Parliamentarians voiced their displeasure with certain Woredas on May 3, 2023, claiming that in some cases, they were utilizing the collected premium to pay the salaries of public servants.

“Premiums collected from citizens are supposed to be used to pay health expenses incurred by policyholders, but we have received reports that they are being used to pay salaries,” said Nebyat Tilahun, member of the parliament’s standing committee on Health, Social Development, Culture, and Sport Affairs.

Another legislator shares her concern.

“This must end because it is unlawful,” said Werksemu Mamo, head of Health, Social Development, Culture, and Sport Affairs.

Currently, 56 million Ethiopians are covered by the government-run health insurance system. It is a community-based insurance system in which policyholders who buy insurance from Woredas receive a health treatment for free, with the government having to reimburse the balance depending on an agreement struck with the health service provider.
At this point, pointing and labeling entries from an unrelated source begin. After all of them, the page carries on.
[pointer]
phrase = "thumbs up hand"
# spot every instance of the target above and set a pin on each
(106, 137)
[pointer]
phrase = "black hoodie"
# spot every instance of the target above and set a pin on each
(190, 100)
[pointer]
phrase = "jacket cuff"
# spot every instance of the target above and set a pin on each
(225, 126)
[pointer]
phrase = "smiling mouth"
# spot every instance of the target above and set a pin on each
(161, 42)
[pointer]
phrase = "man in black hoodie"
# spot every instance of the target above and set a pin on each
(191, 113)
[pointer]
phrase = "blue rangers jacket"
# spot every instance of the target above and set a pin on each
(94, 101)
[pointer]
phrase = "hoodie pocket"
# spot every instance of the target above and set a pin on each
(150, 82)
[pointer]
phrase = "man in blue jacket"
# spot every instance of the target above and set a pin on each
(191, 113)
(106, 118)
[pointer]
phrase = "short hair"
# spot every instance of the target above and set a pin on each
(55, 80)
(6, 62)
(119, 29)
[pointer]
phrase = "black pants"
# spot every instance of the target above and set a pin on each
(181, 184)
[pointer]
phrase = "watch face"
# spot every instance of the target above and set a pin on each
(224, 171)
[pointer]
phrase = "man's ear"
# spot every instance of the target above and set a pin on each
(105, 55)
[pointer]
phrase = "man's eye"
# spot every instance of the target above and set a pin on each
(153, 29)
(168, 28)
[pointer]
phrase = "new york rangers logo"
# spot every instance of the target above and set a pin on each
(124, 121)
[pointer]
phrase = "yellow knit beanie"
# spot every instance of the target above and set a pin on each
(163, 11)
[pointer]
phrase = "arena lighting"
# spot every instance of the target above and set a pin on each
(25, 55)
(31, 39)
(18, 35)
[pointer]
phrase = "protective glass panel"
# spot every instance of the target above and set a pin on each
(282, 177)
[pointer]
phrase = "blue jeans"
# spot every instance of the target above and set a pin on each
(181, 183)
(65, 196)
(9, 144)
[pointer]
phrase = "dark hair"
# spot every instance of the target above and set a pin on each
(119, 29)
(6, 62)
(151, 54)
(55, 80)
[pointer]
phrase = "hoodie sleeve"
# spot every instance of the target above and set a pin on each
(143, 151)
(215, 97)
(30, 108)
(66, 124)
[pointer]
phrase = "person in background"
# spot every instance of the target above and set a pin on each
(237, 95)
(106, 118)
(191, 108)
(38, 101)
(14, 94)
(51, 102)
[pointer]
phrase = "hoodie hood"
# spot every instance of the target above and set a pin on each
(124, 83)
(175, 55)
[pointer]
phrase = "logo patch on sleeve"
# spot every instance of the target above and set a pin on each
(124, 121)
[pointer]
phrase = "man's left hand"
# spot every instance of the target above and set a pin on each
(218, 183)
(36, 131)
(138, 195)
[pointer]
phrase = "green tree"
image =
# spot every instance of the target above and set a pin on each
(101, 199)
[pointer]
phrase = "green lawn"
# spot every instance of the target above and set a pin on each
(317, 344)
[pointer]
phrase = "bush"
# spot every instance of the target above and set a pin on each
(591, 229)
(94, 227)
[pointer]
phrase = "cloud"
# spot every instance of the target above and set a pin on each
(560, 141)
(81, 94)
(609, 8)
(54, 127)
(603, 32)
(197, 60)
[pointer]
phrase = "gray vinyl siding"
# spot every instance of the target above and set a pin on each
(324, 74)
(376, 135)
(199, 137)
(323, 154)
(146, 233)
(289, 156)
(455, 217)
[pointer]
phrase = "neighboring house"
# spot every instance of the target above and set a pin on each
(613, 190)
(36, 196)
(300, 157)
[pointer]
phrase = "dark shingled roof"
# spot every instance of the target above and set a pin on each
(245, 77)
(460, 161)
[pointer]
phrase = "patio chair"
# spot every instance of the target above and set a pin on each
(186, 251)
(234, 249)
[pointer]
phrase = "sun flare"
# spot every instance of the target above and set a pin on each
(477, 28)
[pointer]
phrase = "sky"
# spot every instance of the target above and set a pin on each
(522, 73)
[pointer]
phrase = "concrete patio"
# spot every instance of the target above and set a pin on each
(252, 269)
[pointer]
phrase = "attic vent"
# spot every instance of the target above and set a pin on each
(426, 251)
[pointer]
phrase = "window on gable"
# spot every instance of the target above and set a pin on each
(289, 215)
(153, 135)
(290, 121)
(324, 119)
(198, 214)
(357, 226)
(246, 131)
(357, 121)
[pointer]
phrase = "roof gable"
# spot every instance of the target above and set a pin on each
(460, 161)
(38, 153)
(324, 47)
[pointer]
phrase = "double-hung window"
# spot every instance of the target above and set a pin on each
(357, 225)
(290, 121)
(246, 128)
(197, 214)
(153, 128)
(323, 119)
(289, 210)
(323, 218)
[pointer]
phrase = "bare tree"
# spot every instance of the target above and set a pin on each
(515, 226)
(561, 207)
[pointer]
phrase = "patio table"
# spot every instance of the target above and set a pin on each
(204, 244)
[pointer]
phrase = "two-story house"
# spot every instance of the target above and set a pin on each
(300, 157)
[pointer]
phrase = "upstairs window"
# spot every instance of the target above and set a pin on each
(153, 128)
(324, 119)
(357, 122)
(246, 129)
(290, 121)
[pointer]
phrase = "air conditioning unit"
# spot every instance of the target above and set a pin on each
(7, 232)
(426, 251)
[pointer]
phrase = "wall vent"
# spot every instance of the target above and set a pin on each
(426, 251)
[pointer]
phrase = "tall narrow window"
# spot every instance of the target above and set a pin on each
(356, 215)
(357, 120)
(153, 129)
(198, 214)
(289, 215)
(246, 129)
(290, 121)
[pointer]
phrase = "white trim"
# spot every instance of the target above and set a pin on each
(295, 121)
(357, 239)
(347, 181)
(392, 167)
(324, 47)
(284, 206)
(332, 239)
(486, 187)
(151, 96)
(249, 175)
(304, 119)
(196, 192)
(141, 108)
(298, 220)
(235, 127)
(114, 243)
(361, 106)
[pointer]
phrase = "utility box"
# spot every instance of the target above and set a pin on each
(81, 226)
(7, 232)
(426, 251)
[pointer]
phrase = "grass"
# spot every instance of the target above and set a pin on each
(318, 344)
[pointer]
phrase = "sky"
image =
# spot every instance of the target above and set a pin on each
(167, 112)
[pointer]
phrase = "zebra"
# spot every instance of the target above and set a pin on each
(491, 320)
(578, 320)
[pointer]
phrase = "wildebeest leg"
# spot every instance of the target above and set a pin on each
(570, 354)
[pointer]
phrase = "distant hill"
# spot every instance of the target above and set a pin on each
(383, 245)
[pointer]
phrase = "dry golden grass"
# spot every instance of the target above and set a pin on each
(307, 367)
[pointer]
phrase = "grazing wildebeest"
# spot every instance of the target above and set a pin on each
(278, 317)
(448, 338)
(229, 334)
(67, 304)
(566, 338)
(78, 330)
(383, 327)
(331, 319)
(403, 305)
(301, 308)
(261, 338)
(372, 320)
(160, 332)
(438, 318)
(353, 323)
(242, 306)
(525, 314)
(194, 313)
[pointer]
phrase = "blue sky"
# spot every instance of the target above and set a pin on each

Citizens from both rural and urban areas are eligible for the service. Currently, 80 percent of policyholders live in rural locations, with the remainder living in urban areas. While the Agency is in charge of equipping lower authorities in order to increase their collection capacity, the pool that is currently being collected is disorganized and not centralized.

“Almost every woreda has its own account for health insurance, but this has decentralized the pool and made management difficult,” said Gudeta Abebe, the Agency’s director in charge of mobilization and budget oversight.

There are currently 980 woredas collecting health insurance premiums.

“Only a few regions organized the Woredas and took steps to consolidate the premium collected by various entities into a single account, thereby centralizing the resource collection system. This reduces the possibility of resource diversion,” Gudeta explained.

There are already woredas being investigated for budget diversion. This follows the Parliament’s concern over the use of the premium collected from citizens.

“We sent a team to investigate if the Woreda used the money to pay salaries,” Gudeta added.

Recently, woredas, primarily in the South Nation Nationalities People and Amhara regions, have been in hot water after experiencing a serious budgetary crisis, even to the point of being unable to pay employees for more than two months.